Le deuxième opus d’une des plus belles voix de la Haute Guinée. Fille de la noble lignée des Keïta, très tôt envoûtée par la musique sous influence griotique, malgré les réticences du père, Mama Keïta, Mariamagbé de son vrai prénom, nous vient de Kankan. Ses premiers pas dans la danse et le chant, elle les a faites dans les baptêmes et les cérémonies de mariage. Membre pendant plusieurs années de l’ensemble théâtral de sa ville natale, elle décide au début des années 80 de marier tradition et urbanité, en s’installant aux côtés de son compatriote Baba Djan à Abidjan. Cinq années lui suffiront pour affermir son talent. L’appel du large aidant… elle débarque à Londres en 88 pour plaquer sa voix mélodieuse sur l’album Subindoor de Djely Moussa Diawara et fait la connaissance du malien Ali Farka Touré, qui l’encourage à entamer une bonne carrière solo. Après un petit détour à nouveau par l’orchestre de Baba Djan (qui l’accompagne toujours), elle s’installe à Paris et signe enfin son premier album, sur le label Mi Cora Son (label dirigé par Otis Mbaye, l’homme qui a mené la carrière de Mory Kanté jusqu’à son grand succès international, Yéké Yéké).

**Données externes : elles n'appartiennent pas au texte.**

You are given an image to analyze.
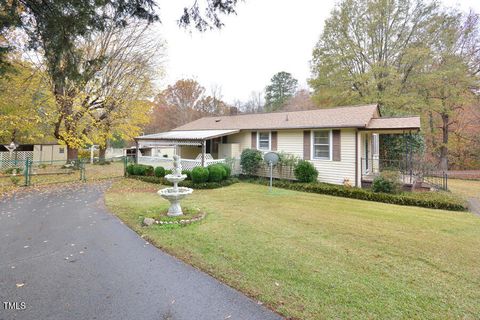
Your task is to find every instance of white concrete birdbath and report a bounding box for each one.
[158,155,193,217]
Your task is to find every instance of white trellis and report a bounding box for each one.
[0,151,33,169]
[138,156,225,171]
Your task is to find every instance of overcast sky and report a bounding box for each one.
[155,0,480,103]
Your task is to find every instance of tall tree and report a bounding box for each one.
[413,12,480,170]
[0,0,237,76]
[310,0,480,169]
[283,89,316,111]
[265,71,298,112]
[0,0,240,160]
[145,79,232,133]
[310,0,439,113]
[80,23,163,158]
[0,58,54,143]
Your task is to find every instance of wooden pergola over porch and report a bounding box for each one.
[135,130,240,167]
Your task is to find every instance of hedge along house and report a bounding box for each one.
[136,105,420,187]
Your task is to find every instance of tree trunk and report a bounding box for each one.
[440,114,449,171]
[67,146,78,161]
[98,147,107,163]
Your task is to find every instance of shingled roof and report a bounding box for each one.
[173,104,380,131]
[367,117,420,130]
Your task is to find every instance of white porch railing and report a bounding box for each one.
[138,156,173,170]
[138,156,225,171]
[0,151,33,170]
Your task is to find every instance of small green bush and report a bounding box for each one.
[208,164,227,182]
[182,170,192,180]
[220,163,232,180]
[133,164,146,176]
[155,167,165,178]
[192,167,209,183]
[293,160,318,182]
[372,171,400,193]
[240,149,263,176]
[10,176,20,186]
[145,166,155,176]
[245,179,467,211]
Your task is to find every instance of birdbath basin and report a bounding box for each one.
[157,155,193,217]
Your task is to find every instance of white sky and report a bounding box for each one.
[155,0,480,103]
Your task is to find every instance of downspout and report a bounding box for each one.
[135,139,140,164]
[202,140,205,167]
[355,129,361,187]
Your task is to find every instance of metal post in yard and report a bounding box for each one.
[202,140,206,167]
[135,140,140,164]
[123,157,128,177]
[23,158,29,187]
[268,161,273,192]
[445,172,448,191]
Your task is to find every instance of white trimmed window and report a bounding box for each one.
[257,131,272,151]
[312,130,332,160]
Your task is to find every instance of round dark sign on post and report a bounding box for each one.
[263,151,280,192]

Le succès ne se fait pas attendre. La profession s’empresse de lui prédire un bon avenir. Les tournées s’ensuivent. Et voici venu le dur moment de la confirmation, avec la sortie de ce nouvel album qui rend hommage aux ébats légendaires et passionnés qui embrasent Cuba et l’Afrique. Une dizaine de titres -tous en acoustique- qui promettent à boire et à manger aux noctambules qui ont le pied léger. La fluidité souriante des sonorités de guitares oblige nos pas à la danse: Tougnafo, Tesse lala, Yafama… Sans oublier le tube des prochaines grandes vacances: une reprise des « Maravillas Del Mali », un groupe d’étudiants maliens revenus de La Havane dans les années soixante (Boncana Maïga était de la partie). Le thème est sans équivoque : Rendez-vous ce soir chez Fatimata… A ne pas oublier également : quelques titres au ton gravissime dans le texte (Mbara limaneya, Denilou…) où le génie de la voix se confond de délicatesse avec celui du Mandé.